Everyman meets Confession at the House of Salvation, and he repents of his sin, trusting in the finished work of Christ on the cross for his salvation. Good Deeds receives new strength and is able to walk again. Joyfully she accompanies Everyman on the remainder of his journey, and they are joined by four more companions as well: Discretion, Strength, Five-Wits, and Beauty.

EVERYMAN: My friends, come hither and be present,
Discretion, Strength, my Five-Wits, and Beauty!
BEAUTY: Here at your will we be all ready.
What will ye that we should do?
GOOD DEEDS: That ye would with Everyman go
And help him in his pilgrimage.
Advise you: will ye with him or not in that voyage?
STRENGTH: We will bring him all thither,
To his help and comfort, ye may believe me.
DISCRETION: So will we go with him all together.
EVERYMAN: Almighty God, praised might thou be!
I give thee laud that I have hither brought
Strength, Discretion, Beauty, and Five-Wits—lack I nought—
And my Good Deeds, with Knowledge clear,
All be in my company at my will here:
I desire no more to my business.
STRENGTH: And I, Strength, will by you stand in distress,
Though thou would in battle fight on the ground.
FIVE-WITS: And though it were through the world round,
We will not depart for sweet nor sour.
BEAUTY: No more will I, until death’s hour….

from Everyman, after 1485

This is Part 9 in a series of Sunday segments from this allegory, which I am sharing as much to educate as to entertain. Click here to read previous posts: Part 1: Messenger, Part 2: God, Part 3: Fellowship, Part 4: Kindred, Part 5: Goods, Part 6: Good Deeds, Part 7: Knowledge, Part 8: Confession.

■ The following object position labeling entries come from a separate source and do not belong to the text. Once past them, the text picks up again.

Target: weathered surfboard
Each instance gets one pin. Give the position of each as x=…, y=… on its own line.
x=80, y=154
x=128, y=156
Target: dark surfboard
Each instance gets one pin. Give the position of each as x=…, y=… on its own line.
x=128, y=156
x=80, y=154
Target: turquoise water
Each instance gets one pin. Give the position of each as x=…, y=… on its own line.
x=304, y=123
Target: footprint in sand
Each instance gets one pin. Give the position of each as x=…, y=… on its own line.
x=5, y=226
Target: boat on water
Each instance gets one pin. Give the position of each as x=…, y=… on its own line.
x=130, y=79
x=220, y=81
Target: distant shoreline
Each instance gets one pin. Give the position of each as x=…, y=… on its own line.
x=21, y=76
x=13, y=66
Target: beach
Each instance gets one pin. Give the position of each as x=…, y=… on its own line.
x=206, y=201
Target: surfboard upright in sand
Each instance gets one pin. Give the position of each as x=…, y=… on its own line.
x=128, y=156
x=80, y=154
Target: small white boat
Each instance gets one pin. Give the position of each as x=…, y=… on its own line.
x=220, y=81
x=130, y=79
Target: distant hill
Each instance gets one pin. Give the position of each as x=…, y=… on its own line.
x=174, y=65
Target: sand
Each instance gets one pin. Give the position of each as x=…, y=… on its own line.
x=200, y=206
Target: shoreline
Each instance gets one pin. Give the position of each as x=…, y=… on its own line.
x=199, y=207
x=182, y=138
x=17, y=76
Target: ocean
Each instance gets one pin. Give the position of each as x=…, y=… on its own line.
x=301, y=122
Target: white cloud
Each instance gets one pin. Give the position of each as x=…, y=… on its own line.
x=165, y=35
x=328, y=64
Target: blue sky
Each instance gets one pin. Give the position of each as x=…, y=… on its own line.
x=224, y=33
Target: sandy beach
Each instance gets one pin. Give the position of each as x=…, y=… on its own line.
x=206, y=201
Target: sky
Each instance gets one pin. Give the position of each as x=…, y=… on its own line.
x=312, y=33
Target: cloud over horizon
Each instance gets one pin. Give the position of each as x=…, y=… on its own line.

Everyman is the best surviving example of that kind of medieval drama which is known as the morality play. Moralities apparently evolved side by side with the mysteries and in England were, like them, acted by trade guilds, though they were composed individually and not in cycles. They both have a primarily religious purpose, though their method of attaining it is different. The mysteries endeavored to make the Christian religion more real to the unlearned by dramatizing significant events in Biblical history and by showing what these events meant in terms of human experience. The moralities, on the other hand, employed allegory to dramatize the moral struggle that Christianity envisions as present in every man. The actors are every man and the qualities within him, good or bad, and the plot consists of his various reactions to these qualities as they push and pull him one way or another—that is, in Christian terms, toward heaven or toward hell.